The Attorneys General argue that under the Supreme Court’s controlling “undue burden” standard, an abortion regulation is unconstitutional when its benefits to a state interest are not sufficient to justify the law’s burdens on abortion access.
“Where, as here, an abortion regulation would in effect ban safe and legal second-trimester abortions after 15 weeks of pregnancy, no purported benefit is sufficient to justify the burden on access because bans on pre-viability abortions are unconstitutional,” the AGs claim.
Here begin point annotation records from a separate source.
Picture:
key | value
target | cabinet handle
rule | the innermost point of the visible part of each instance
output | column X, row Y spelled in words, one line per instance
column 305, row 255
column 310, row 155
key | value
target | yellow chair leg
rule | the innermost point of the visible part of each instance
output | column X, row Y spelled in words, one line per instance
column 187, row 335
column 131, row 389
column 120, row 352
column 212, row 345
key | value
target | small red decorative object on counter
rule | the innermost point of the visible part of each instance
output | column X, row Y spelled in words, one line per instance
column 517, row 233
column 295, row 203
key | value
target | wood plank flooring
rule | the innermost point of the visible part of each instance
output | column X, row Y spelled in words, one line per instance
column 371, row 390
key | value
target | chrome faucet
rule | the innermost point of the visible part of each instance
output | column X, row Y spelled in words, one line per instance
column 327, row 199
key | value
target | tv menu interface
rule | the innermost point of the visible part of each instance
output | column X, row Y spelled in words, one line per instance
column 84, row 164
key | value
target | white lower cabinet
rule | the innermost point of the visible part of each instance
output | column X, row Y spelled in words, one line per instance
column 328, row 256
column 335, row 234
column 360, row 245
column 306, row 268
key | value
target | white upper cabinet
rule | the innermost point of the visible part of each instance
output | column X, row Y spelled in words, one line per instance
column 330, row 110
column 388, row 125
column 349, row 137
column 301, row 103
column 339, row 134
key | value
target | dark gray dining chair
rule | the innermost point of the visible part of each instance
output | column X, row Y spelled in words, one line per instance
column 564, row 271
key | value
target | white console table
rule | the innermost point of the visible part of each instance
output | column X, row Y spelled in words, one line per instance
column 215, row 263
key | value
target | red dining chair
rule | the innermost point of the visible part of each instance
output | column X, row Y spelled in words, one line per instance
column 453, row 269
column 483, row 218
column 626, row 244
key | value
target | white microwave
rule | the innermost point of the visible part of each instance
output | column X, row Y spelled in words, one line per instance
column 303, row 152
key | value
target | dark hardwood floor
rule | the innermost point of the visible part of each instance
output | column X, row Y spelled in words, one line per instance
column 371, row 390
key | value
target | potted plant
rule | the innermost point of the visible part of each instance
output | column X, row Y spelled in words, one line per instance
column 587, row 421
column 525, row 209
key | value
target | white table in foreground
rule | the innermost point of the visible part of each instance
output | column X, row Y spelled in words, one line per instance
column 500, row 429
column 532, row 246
On May 10, 2019, U.S. District Judge Joseph H. McKinley Jr. ruled that the 2018 law, which required women seeking an abortion at or beyond 15 weeks of pregnancy to first undergo a “fetal demise” injection, was “unconstitutional.” Judge McKinley additionally issued a permanent injunction against the law. Kentucky appealed to the United States Court of Appeals for the Sixth Circuit. The States’ amicus brief urges the court to affirm the district court’s decision.
In addition to Attorney General Connors, the brief, led by New York Attorney General James, was joined by the Attorneys General of California, Colorado, Connecticut, Delaware, Illinois, Maryland, Massachusetts, Michigan, Minnesota, Nevada, New Mexico, Oregon, Pennsylvania, Vermont, Virginia, Washington, and the District of Columbia.